More curious is that at some time I have been told that Clarke was induced to bring his team here in 1859 by two keen cricketing brothers also named Clarke who were connected with a brickworks which had been opened by G.O. Clarke by 1819 on the site of the present Pullman’s Press.
When I came here after the war the water-filled gravel pits had become a favourite spot for non-permitted swimming. In earlier years the Ouzel had been used at a spot at Fenny which was still known as the bathing station. But even before the war a scheme for a regular town swimpool was being investigated by the council and after the war the calls for a pool were renewed and they increased greatly in intensity when one local boy met his death in the dangerous gravel pits.
During the winter months the pits were a favourite haunt of local naturalist Mr. Percy King, to whom I have referred previously in this series. He revelled in the arctic terns and other birds that were then to be seen there.
The Beacon Brushes workers also took advantage of the pits to form an angling club of their own from which they have derived much pleasure over the years.
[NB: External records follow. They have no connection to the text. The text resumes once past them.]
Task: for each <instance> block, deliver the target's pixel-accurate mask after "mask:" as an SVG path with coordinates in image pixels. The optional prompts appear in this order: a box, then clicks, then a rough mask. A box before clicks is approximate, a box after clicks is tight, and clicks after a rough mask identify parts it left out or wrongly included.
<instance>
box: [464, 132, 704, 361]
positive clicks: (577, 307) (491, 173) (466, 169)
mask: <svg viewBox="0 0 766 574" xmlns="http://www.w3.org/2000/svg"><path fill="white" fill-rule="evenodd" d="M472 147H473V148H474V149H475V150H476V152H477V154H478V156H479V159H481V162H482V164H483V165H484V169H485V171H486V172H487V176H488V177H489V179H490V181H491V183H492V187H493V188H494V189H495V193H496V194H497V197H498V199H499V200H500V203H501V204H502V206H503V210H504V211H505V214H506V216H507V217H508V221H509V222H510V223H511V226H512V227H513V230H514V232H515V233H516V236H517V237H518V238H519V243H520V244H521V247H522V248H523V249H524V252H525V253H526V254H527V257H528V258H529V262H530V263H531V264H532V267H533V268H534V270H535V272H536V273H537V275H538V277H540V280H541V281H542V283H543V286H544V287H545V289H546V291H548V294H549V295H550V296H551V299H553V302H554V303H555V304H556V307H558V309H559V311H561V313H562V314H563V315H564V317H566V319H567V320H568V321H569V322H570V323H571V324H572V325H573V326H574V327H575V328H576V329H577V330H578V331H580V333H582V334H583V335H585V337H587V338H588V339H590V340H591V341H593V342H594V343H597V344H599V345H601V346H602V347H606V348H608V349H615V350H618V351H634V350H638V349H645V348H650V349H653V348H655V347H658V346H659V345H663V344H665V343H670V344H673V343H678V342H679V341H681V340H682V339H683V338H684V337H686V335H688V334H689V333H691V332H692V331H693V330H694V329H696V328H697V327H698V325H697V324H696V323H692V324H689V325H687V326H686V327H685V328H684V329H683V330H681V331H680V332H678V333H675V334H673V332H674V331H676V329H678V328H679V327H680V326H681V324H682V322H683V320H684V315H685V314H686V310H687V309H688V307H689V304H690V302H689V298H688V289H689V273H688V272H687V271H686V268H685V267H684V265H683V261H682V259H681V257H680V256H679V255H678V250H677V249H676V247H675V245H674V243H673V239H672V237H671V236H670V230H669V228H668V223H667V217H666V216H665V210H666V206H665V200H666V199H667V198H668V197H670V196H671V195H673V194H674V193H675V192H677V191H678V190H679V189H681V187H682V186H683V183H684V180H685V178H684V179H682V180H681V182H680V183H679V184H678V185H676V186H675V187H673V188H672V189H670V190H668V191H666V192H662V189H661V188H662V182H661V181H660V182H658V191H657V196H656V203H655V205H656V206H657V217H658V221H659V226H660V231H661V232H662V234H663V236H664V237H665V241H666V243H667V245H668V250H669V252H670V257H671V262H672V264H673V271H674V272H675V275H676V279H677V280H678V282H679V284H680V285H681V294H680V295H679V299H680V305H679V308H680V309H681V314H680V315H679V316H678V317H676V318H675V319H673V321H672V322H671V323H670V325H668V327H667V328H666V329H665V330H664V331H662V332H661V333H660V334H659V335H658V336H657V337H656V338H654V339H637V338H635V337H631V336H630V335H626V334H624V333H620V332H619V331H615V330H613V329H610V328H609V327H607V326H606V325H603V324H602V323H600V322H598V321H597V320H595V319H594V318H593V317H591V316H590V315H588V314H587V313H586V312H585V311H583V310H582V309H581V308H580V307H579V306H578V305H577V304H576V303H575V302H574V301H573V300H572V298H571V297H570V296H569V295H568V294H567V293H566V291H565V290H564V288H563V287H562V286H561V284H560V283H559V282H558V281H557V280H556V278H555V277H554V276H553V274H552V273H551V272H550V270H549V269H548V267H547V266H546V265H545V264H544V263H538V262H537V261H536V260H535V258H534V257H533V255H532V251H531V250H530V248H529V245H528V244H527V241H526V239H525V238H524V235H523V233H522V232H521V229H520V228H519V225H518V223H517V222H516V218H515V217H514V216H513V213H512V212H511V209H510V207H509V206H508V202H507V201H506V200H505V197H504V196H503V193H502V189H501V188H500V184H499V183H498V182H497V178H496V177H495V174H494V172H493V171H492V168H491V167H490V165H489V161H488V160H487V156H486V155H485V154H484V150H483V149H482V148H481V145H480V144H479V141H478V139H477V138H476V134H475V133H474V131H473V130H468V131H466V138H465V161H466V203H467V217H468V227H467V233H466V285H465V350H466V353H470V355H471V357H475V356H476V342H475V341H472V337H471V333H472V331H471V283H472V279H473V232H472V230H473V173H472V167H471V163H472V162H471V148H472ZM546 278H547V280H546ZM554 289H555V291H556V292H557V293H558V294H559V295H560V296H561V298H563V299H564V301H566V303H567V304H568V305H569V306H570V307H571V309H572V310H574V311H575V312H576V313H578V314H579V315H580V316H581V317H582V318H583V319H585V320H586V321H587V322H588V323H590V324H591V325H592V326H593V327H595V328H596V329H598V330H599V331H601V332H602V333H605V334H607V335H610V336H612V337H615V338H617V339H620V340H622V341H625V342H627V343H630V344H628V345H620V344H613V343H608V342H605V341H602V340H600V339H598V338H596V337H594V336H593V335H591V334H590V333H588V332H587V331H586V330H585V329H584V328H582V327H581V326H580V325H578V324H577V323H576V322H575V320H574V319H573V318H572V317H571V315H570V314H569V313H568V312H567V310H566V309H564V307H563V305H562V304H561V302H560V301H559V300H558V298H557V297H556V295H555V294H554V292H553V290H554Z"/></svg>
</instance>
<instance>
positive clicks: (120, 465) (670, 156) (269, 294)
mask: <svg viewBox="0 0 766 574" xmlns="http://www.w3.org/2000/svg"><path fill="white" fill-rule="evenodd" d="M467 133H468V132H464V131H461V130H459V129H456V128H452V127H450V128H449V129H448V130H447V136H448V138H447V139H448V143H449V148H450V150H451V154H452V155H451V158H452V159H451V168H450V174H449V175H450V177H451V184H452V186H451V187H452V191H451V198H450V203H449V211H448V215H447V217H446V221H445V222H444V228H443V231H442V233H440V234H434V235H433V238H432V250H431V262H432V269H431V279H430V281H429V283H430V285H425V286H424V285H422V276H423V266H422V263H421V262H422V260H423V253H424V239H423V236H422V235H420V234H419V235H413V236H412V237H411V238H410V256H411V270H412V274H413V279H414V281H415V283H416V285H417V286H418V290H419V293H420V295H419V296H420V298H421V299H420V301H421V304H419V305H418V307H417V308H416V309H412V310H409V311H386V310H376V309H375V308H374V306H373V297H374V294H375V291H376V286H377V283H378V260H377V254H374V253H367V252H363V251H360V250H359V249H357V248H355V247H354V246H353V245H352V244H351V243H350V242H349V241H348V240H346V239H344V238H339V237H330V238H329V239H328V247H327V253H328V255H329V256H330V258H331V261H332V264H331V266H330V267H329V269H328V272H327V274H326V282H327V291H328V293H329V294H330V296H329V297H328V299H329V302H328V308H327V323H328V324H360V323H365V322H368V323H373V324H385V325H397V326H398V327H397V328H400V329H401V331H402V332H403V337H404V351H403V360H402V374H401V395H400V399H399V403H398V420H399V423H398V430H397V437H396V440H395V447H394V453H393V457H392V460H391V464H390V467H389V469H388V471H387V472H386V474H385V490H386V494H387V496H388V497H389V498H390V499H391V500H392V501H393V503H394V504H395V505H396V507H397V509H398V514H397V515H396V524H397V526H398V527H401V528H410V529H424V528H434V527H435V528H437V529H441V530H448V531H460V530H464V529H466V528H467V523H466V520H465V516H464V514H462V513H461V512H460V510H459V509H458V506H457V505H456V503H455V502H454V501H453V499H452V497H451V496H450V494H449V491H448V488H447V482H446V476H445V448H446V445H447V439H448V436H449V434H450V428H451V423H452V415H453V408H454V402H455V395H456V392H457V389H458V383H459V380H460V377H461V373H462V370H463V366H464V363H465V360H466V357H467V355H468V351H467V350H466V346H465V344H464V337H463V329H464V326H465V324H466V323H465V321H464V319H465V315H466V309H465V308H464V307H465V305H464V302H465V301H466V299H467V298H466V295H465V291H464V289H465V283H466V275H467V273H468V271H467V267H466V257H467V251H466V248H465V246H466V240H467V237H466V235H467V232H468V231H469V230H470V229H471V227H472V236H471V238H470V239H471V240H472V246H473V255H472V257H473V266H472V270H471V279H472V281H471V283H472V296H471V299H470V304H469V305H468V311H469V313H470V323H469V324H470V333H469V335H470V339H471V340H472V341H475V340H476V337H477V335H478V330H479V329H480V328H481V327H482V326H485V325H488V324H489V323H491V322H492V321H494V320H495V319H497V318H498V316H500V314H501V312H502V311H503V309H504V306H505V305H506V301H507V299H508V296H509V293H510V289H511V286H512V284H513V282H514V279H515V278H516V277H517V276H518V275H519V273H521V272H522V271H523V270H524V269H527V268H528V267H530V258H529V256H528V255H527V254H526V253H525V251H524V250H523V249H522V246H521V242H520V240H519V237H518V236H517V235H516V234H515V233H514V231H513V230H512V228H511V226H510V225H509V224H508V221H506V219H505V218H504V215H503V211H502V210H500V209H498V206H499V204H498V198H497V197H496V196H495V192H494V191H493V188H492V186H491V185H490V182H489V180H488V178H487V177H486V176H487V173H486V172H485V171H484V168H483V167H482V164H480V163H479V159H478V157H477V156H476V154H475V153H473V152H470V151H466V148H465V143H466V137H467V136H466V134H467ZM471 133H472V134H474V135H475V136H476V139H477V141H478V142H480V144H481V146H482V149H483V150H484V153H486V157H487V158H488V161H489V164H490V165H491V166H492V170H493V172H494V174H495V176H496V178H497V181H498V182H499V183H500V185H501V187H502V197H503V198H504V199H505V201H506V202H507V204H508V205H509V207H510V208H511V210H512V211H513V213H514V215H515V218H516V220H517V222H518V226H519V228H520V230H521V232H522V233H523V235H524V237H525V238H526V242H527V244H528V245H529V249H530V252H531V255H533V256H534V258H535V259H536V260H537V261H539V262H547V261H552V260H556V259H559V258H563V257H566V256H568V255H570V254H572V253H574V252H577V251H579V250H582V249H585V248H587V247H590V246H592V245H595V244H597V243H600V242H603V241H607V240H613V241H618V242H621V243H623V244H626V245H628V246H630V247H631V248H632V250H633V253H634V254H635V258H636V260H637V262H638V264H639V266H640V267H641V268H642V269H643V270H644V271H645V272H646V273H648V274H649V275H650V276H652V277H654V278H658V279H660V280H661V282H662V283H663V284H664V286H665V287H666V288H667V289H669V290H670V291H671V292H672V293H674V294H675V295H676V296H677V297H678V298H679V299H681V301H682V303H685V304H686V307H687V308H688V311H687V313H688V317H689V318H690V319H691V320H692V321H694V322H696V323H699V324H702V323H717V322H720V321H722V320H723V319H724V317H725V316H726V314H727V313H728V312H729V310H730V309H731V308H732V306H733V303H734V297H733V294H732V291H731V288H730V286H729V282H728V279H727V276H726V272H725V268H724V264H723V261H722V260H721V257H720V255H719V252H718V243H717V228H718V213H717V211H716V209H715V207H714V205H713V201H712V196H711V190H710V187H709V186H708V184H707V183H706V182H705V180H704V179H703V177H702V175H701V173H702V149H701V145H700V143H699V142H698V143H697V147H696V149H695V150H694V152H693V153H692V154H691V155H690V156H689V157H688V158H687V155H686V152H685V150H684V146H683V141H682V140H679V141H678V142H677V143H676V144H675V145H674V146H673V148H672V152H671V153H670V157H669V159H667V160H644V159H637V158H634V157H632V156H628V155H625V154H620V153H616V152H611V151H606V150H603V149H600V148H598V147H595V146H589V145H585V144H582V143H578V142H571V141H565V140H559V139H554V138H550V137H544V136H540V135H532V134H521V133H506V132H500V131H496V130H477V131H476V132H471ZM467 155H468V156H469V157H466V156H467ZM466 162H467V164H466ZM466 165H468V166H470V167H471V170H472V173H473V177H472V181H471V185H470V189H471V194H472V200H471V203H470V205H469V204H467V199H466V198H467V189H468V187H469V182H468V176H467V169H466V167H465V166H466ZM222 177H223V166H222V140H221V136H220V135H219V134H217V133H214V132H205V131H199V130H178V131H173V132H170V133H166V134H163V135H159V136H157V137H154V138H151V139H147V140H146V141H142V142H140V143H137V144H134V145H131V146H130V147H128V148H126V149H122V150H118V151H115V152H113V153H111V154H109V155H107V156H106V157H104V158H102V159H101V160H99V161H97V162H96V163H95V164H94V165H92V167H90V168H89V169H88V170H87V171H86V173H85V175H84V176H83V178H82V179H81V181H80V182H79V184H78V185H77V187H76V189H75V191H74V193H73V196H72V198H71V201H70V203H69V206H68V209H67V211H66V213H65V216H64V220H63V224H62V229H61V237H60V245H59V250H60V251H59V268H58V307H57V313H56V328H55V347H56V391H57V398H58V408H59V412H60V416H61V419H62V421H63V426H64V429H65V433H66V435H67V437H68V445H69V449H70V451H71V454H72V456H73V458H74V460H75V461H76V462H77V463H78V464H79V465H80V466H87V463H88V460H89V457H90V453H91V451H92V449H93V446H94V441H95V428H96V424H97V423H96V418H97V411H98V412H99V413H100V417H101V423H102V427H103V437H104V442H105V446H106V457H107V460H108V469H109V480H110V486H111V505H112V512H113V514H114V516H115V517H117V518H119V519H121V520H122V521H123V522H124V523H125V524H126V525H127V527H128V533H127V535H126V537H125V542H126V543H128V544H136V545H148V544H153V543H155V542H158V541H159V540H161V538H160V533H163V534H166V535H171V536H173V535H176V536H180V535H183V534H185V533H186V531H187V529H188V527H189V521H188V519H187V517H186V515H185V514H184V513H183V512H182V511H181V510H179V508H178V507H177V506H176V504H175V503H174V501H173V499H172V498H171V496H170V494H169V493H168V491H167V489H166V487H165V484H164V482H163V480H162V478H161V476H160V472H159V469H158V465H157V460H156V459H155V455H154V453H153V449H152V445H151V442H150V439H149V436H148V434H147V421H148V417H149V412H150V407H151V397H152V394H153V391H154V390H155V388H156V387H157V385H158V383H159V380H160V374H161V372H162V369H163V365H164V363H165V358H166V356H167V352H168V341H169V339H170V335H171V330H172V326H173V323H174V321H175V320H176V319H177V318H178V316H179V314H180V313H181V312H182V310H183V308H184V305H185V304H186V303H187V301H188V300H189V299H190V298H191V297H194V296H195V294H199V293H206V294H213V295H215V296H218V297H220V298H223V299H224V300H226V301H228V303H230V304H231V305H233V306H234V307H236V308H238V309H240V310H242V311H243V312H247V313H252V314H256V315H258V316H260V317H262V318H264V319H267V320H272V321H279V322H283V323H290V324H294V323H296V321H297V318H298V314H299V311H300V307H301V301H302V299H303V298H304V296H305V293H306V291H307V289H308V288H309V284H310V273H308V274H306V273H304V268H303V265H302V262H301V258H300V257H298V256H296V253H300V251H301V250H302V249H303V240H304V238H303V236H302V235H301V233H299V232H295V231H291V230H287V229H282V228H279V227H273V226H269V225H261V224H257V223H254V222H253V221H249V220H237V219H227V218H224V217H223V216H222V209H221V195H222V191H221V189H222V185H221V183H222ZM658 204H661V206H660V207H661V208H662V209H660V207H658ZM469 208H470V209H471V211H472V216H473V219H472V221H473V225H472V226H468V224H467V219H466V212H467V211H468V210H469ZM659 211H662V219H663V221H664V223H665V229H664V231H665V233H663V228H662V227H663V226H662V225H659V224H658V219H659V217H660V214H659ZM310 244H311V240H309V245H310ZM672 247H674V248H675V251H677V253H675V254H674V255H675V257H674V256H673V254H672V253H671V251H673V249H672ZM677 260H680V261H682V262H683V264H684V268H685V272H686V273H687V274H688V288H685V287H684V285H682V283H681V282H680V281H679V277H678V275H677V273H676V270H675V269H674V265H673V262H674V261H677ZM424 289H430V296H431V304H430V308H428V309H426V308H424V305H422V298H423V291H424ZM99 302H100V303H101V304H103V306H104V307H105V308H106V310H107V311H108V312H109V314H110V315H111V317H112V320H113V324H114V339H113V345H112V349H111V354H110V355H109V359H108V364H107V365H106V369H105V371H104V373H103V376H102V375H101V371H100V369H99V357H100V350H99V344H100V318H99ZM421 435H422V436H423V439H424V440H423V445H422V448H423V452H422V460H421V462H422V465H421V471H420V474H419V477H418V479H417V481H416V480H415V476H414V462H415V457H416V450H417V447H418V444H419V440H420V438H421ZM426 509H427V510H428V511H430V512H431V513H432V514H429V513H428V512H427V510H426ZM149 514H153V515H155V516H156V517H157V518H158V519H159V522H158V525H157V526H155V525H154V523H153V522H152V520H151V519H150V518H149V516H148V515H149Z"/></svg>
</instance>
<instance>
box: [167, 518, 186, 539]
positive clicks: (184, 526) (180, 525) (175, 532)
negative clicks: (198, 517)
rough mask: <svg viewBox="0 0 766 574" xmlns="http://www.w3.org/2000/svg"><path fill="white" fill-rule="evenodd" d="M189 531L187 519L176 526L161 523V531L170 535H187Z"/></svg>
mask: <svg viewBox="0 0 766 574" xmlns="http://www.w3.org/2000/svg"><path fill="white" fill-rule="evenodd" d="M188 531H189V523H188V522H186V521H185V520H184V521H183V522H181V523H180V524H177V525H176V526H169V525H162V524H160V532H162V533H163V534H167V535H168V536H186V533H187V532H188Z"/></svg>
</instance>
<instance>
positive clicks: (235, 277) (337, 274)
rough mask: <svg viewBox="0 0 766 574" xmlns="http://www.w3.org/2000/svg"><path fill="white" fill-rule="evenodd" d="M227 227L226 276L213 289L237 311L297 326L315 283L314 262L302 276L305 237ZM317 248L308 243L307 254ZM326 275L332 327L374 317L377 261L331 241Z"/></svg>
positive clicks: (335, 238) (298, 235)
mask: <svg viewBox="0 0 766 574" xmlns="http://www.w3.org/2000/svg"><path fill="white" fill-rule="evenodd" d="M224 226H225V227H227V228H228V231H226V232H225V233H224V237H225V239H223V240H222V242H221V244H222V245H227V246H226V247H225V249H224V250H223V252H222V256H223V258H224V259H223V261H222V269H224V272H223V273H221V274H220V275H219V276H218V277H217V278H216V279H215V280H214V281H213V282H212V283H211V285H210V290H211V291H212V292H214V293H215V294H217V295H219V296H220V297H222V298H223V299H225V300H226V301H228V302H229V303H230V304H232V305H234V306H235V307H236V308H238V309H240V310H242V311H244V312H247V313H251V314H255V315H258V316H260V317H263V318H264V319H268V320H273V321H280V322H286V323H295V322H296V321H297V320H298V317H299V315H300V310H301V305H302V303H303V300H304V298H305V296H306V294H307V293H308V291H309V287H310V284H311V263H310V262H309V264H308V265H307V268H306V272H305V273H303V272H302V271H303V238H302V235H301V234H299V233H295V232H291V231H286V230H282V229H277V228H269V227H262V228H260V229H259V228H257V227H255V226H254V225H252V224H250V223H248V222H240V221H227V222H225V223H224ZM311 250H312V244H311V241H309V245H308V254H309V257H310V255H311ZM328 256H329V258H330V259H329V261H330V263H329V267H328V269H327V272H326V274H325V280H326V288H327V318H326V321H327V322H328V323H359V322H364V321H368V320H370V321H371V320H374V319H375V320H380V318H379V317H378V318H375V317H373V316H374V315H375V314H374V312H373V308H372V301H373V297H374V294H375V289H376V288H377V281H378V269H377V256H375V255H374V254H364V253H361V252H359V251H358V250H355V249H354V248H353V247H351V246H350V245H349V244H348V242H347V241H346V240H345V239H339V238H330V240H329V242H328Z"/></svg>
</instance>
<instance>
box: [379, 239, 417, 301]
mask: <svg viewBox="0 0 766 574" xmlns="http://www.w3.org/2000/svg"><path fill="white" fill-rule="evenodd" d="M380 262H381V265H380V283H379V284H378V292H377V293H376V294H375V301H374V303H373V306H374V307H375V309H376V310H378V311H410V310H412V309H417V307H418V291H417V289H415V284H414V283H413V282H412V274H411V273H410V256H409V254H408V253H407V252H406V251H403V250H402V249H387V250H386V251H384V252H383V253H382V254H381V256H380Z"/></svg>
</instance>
And a still later activity at the pits had been that of sailing.
But if I am ever along that road on a dark night and see ahead a white-clad figure spreading his arms I shall think first of all not of a policeman but of the ghost of an ancient umpire still signalling wides sent down by Clarke or Lilywhite or Wisden or other members of that famous team.
——————————————————————
EUREKA!
I now know a man who has not only seen that solid beer I have talked about but has actually drunk some.
He is Mr. Sidney White, of 10 Denmark Street, Bletchley, who for the past 41 years has worked for Metalin at Fenny Stratford.
At his home the other morning he told me: ”It happened when I was about 17 or so and not long after I joined Metalin’s. There was an old derelict building there which had been the old brewery and still had the Cave sign on it.
“We were clearing out a loft when we came across quite a number of old tins of about 6lb size. They were rusty on the outside and some had rusted all through, but they were still clean and shiny inside.
“We found they were full of a very dark greyish-brown powder. Originally it could have been in slabs or blocks and have crumbled over the years, but it was definitely powder when I saw it.
“We realised this was the solid beer that used to be made there, so I took a bit home and all the rest was thrown away.
“At home I made it up and found it was beer all right, though I cannot now remember whether it was mild or bitter or anything else about it except that it was beer and I wasn’t poisoned. In fact, I had foregotten(sic) the whole thing until I was reminded of it by your peace(sic) in the Gazette.”
So there you are. On Mr. White’s assurance nobody had been kidding anybody about Fenny’s solid beer because he’s had some and has lived to tell the tale 40 years afterwards.
Incidentally, he also tells me that a vine grew outside that long-since-demolished building, but neither of us is going to talk about solid champagne.